Como las casas que habité


Había estado pensando
que la vida se siente casi
como la mismísima felicidad
en tu boca.

Que el mundo puede irse al carajo
 y qué importa
si yo estoy entre ese suspiro
que proclama alivio
mientras te miro de cerca
y apenas nos separa un vértice de riesgo,
y alegría, y amor,
y tumulto de emoción,

y bienvenido,
qué lindo es tenerte conmigo.

Y cuando te vas.
uf, cuando te vas,
te miro como miro las casas que habité
 y tuve que dejar ir.

Aunque dejar ir
es ilusión por lo que viene después.

Porque siempre me valió más
la esperanza
de habitar
un lugar que no conocía
antes que la incertidumbre
de querer quedarme
por miedo a eso que regala
la costumbre.

Pero el día que me vaya
no te asustes,
te voy a mirar
como miro las casas que habité:

traigo una lágrima que sabe mucho
de huidas y tenaces despedidas.







lunes, 13 de febrero de 2017

Sobrevolar


-¿Qué estoy haciendo acá?- dije casi en voz alta, como tantas otras veces en las que la encrucijada entre pensar y decir, entre guardar y sacar, entre mentir y soltar me atrapa. 

"¿Quién me manda a hacer esto?", pensé esta vez; decirlo quedó relegado. Y pensarlo fue suficiente entre el movimiento de las nubes, y el cielo nocturno que caía con chispas de agua por Buenos Aires. 

Y yo, tan ansiosa, tan inocente y tan dramática también, me sumí en un remolino de emociones. Me hechizó el sonido de los pasos en la fila, las valijas andando, los besos ostentosos que son de despedida, porque el adiós y el hasta luego en un aeropuerto está siempre repleto de ternura. Busqué las manos estrechadas de la gente que llegaba en familia, los ojos cansados, el sueño de la madrugada y de la espera del pre-embarque.

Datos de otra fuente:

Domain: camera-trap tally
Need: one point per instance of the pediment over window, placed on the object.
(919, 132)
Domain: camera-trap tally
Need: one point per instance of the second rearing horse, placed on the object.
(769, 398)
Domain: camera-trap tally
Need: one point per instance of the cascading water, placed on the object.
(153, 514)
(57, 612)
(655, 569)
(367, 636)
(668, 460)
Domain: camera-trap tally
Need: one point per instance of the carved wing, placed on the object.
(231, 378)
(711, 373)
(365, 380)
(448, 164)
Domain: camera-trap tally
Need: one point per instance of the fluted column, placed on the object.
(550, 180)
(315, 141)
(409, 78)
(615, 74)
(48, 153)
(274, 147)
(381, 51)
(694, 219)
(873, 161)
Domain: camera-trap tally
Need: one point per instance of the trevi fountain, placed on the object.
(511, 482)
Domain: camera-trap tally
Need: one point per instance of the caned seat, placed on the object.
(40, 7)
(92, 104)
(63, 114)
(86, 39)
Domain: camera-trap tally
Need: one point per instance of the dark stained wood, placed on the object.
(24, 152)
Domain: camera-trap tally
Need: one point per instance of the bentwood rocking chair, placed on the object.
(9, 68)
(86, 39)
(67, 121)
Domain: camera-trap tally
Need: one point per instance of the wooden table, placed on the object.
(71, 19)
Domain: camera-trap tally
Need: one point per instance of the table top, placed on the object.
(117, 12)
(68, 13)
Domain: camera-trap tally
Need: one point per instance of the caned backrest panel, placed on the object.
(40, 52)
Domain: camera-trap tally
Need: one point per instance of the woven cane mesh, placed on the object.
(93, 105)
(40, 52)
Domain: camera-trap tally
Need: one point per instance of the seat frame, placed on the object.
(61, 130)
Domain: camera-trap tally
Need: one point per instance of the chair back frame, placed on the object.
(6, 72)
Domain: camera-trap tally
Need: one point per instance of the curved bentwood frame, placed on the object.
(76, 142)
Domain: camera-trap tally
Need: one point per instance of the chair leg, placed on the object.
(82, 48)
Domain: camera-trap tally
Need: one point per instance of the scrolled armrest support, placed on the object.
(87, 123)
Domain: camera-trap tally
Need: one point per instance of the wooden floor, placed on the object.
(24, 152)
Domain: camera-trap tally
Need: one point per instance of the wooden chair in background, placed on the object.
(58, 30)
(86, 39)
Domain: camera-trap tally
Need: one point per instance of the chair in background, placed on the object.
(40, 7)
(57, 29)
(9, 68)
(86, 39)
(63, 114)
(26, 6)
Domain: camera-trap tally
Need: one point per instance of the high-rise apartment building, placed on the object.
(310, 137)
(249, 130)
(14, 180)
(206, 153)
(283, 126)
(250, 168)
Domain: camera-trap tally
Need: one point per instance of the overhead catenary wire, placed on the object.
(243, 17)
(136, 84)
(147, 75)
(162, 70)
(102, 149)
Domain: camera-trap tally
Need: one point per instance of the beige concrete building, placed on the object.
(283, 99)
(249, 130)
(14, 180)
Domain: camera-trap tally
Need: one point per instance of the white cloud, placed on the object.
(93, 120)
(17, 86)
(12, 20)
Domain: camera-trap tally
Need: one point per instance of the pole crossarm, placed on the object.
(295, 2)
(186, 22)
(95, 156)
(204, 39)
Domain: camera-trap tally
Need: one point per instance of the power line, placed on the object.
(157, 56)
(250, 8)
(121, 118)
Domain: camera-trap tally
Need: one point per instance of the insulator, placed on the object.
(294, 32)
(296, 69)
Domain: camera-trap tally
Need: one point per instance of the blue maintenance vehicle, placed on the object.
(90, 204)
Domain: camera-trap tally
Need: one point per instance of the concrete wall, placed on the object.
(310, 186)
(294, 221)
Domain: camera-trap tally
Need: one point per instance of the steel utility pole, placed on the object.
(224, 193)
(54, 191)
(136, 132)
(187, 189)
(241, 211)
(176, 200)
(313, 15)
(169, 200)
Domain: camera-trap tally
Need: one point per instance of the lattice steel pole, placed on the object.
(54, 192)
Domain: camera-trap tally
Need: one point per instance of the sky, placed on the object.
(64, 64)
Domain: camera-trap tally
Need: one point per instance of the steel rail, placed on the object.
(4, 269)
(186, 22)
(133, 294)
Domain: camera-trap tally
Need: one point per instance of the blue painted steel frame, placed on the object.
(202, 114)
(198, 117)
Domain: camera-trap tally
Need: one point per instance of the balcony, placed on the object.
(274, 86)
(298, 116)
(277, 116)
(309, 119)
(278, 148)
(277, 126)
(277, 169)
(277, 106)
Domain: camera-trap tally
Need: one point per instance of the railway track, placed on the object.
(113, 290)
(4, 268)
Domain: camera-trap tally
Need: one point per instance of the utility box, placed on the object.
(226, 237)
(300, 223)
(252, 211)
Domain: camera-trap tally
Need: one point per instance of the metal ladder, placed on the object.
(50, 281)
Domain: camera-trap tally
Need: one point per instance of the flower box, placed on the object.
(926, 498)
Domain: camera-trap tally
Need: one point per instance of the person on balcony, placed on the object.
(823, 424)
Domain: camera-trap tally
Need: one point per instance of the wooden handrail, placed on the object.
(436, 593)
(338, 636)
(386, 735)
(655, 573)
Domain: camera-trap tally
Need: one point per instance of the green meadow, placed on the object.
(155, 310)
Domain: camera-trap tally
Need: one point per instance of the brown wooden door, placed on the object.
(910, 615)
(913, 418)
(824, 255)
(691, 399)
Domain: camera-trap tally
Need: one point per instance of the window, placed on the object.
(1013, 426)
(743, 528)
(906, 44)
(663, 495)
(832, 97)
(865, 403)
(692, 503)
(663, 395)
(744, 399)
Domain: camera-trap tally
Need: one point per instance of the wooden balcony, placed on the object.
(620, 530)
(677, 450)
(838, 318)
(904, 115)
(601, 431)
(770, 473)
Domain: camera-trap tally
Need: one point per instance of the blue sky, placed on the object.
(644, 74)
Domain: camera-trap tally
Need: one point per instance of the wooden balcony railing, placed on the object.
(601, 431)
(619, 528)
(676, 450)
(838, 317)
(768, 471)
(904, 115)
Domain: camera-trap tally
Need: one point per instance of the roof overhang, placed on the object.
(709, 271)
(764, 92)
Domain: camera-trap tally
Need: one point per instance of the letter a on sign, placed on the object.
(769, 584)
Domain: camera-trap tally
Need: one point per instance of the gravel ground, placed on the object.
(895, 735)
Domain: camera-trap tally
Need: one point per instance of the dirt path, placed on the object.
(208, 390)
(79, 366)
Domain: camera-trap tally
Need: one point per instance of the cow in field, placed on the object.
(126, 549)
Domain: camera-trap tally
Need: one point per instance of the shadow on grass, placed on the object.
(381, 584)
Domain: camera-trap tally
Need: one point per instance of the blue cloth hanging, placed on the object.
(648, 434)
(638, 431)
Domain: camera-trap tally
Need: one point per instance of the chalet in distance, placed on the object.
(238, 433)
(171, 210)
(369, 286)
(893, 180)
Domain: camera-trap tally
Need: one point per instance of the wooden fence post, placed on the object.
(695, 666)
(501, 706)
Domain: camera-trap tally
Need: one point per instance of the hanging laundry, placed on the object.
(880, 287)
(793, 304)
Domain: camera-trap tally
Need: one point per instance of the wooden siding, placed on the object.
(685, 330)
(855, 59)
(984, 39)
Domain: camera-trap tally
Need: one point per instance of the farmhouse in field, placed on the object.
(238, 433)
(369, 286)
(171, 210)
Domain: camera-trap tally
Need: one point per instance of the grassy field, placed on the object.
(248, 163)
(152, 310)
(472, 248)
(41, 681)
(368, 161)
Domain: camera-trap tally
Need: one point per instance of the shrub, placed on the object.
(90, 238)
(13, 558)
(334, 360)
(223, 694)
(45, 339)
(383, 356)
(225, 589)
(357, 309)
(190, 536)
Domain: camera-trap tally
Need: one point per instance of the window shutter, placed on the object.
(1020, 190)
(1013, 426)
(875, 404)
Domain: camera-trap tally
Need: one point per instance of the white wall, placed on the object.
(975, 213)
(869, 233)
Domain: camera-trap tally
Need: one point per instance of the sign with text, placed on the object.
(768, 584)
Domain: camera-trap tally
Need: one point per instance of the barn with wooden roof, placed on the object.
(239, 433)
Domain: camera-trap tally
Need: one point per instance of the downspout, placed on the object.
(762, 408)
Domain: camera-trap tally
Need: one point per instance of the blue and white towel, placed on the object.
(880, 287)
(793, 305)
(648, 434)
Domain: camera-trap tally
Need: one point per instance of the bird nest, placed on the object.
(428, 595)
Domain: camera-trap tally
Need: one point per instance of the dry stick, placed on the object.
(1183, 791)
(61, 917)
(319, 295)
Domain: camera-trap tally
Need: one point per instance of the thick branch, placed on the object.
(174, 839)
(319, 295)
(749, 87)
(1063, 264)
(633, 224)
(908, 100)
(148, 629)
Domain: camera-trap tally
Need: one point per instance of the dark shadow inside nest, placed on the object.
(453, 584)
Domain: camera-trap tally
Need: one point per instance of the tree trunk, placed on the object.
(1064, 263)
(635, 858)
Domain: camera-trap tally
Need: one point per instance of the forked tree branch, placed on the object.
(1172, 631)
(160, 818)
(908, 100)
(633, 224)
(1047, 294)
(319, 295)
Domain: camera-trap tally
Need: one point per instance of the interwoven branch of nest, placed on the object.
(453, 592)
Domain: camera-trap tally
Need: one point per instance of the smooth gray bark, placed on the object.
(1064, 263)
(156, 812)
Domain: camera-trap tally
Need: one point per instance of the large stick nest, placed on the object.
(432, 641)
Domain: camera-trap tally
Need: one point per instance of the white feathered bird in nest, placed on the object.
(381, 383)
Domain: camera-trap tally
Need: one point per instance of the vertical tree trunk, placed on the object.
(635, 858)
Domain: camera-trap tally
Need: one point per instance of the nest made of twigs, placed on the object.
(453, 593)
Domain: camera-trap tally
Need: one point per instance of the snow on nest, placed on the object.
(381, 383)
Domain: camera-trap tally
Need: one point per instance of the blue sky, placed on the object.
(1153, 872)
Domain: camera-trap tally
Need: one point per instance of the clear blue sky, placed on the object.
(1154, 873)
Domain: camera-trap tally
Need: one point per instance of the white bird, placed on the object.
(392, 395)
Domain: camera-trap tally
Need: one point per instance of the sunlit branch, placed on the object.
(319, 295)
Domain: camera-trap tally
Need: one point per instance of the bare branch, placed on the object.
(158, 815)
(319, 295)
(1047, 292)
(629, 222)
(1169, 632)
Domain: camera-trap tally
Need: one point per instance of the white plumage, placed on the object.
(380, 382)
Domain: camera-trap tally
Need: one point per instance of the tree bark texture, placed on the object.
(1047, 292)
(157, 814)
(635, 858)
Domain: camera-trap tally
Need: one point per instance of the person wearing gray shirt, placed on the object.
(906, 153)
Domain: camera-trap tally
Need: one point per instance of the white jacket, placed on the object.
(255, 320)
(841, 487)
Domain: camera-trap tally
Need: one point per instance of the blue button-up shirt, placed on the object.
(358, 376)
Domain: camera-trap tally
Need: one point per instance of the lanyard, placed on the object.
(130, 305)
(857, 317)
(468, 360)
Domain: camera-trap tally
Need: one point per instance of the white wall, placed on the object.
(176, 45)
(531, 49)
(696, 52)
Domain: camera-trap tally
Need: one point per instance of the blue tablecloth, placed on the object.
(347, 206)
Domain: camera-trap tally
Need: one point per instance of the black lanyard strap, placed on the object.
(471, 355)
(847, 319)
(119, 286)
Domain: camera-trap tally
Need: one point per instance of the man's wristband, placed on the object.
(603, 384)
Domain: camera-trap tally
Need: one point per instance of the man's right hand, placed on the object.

Existe una milésima de segundos o, quizás, siendo exagerada, existe un segundo, en el que la sensación de tener los pies en la tierra y la de volar se escinden por completo. Ya nada nos sostiene, sólo la inconmensurable ilusión de creer que el cielo podría ser nuestra pista de baile, nuestra cama elástica, nuestro colchón. 

A partir de ahí, los nervios consumirían mi tiempo y mi energía. El miedo se esconde en el pasillo, entre el ruido de las turbinas, las ventanas diminutas, mis manos frías y la voz del parlante que me avisa que el asiento, que el salvavidas, que el cinturón de seguridad. Y yo tiemblo, y pienso que nunca más vuelvo a hacer esto. Que a mi dame algo más concreto, que tardaré tres días pero yo la próxima me tomo un colectivo, que qué es esta locura de andar quedándote sin aliento cuando despegás y aterrizás. 

Después me acordé de las despedidas. De irme de un lugar y llegar a otro, con la noticia prevista de que alguien aguarda mi llegada. De volver a irme y saber que en otro punto de esta inmensidad, alguien más también me espera. De irme para volver y de volver a irme. Con o sin los pies en la tierra. Pero siempre palpitando un encuentro. El encuentro.

La voz anuncia nueve grados centígrados y, sin embargo, mis manos están cálidas. 

-Al fin... - dije casi en voz alta, como tantas otras veces en las que la encrucijada entre pensar y decir, entre guardar y sacar, entre mentir y soltar me atrapa.